446U‧‧‧upside spray nozzle

446L‧‧‧Bottom spray nozzle

460‧‧‧Water supply pipeline

Claims (3)

A method for producing a glass substrate is a method for producing a glass substrate to be applied to a one-piece chemical polishing apparatus, wherein the one-piece chemical polishing apparatus is configured to be a plurality of glass substrates that are continuously conveyed In the chemical polishing apparatus that performs the chemical polishing treatment, the conveying unit includes a scribe line having a position at which the traverse is to be cut, and is configured to be formed on the first main surface and the second main surface. a plurality of transport rollers that transport the glass base material of the photoresist layer in the horizontal direction; and the polishing processing unit is configured to eject the chemical polishing liquid from the vertical direction and etch the glass with respect to the glass base material conveyed by the transport unit.
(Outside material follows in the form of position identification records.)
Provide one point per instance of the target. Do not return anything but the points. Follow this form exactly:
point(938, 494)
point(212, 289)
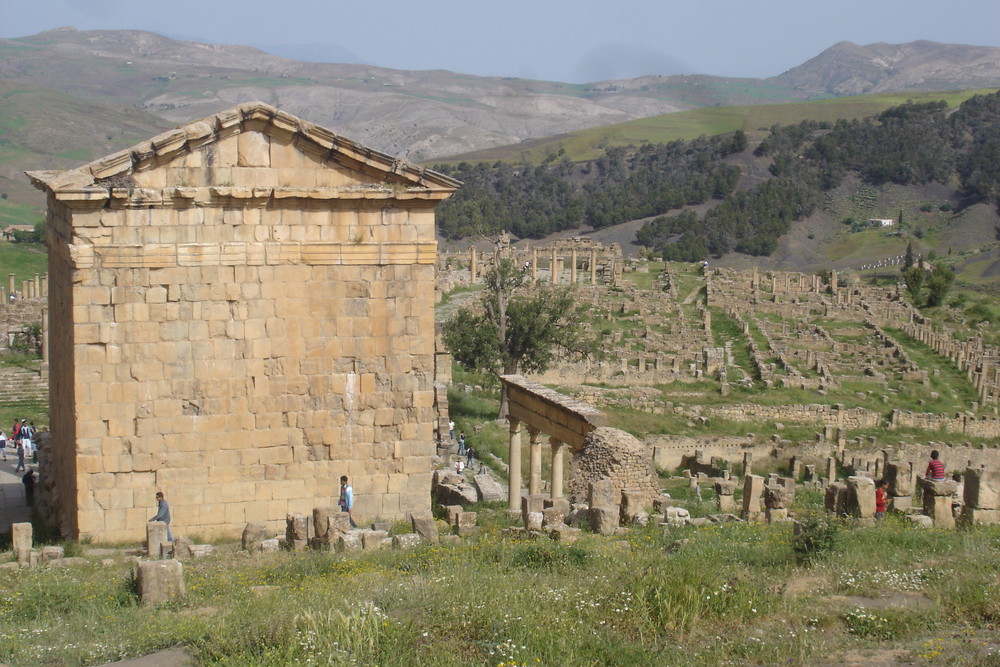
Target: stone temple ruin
point(241, 311)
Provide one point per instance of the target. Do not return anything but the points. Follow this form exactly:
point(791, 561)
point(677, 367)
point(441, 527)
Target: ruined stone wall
point(247, 321)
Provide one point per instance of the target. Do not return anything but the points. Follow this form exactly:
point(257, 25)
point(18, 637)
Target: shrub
point(815, 537)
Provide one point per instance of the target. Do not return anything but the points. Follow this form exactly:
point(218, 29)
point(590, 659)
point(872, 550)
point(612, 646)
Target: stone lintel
point(562, 417)
point(319, 253)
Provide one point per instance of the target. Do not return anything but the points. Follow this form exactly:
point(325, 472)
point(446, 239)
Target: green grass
point(723, 594)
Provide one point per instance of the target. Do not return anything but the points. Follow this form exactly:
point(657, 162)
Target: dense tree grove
point(908, 144)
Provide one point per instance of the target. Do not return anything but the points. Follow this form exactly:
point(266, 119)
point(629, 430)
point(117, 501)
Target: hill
point(848, 69)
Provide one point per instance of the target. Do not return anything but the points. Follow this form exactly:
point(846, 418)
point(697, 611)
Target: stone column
point(557, 467)
point(724, 495)
point(514, 472)
point(937, 501)
point(534, 462)
point(752, 488)
point(44, 367)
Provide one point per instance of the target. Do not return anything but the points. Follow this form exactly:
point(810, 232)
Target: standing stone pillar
point(44, 367)
point(534, 462)
point(514, 472)
point(753, 486)
point(937, 501)
point(724, 500)
point(557, 467)
point(900, 486)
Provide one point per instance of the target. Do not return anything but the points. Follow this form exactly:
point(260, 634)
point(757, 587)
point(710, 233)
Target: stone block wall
point(248, 321)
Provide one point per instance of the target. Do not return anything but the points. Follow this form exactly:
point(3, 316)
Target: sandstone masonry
point(241, 311)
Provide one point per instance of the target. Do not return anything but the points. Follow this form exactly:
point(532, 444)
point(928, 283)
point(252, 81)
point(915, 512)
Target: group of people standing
point(22, 440)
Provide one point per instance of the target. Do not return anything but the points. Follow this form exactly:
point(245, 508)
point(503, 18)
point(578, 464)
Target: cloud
point(627, 61)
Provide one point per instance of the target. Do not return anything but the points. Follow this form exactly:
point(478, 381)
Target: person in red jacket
point(880, 499)
point(935, 469)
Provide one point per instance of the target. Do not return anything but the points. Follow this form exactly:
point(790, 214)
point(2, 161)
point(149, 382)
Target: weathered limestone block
point(982, 488)
point(371, 540)
point(553, 516)
point(156, 534)
point(21, 534)
point(835, 499)
point(676, 516)
point(937, 501)
point(633, 504)
point(405, 541)
point(604, 520)
point(603, 493)
point(561, 504)
point(753, 486)
point(50, 554)
point(296, 528)
point(183, 548)
point(348, 542)
point(424, 526)
point(490, 490)
point(465, 523)
point(337, 523)
point(321, 521)
point(861, 497)
point(564, 534)
point(159, 581)
point(451, 513)
point(974, 516)
point(898, 476)
point(724, 489)
point(531, 504)
point(253, 535)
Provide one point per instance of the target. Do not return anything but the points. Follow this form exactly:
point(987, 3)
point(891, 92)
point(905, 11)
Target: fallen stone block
point(159, 581)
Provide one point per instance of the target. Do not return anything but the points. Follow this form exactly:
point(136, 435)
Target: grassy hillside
point(590, 144)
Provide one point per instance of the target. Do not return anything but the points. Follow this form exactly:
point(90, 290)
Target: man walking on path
point(346, 501)
point(163, 514)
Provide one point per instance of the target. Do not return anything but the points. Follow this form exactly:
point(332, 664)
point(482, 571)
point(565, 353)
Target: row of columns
point(30, 289)
point(534, 464)
point(554, 270)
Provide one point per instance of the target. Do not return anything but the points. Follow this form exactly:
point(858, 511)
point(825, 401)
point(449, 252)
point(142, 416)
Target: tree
point(938, 284)
point(520, 329)
point(913, 277)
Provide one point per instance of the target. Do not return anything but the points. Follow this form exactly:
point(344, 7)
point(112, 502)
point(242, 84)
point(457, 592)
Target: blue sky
point(577, 41)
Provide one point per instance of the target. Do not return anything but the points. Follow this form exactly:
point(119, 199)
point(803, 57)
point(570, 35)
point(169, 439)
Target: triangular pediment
point(253, 147)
The method for producing a glass substrate is characterized in that the amount of the chemical polishing liquid sprayed from the upper side to the glass base material and the amount of the chemical polishing liquid sprayed from the lower side to the glass base material are characterized by The adjustment is performed separately, and the division groove formed on the first main surface and the division groove formed on the second main surface are made to have a specific amount from the center in the thickness direction of the glass base material. The position of the offset is made to pass through. The method for producing a glass substrate according to the first aspect of the invention, further comprising: a first chemical polishing step of applying a chemical polishing treatment to both the first main surface and the second main surface; and A second chemical polishing step of a chemical polishing treatment in which a specific single-side polishing amount is applied to the main surface. The method for producing a glass substrate according to the first or second aspect of the invention, wherein the second chemical polishing step is configured to include a main body capable of accommodating a glass base material and configured to face the conveying direction The glass tray of the tip end portion which is tapered on the downstream side and the tip end is conveyed, and the glass tray on which the glass base material is placed is conveyed.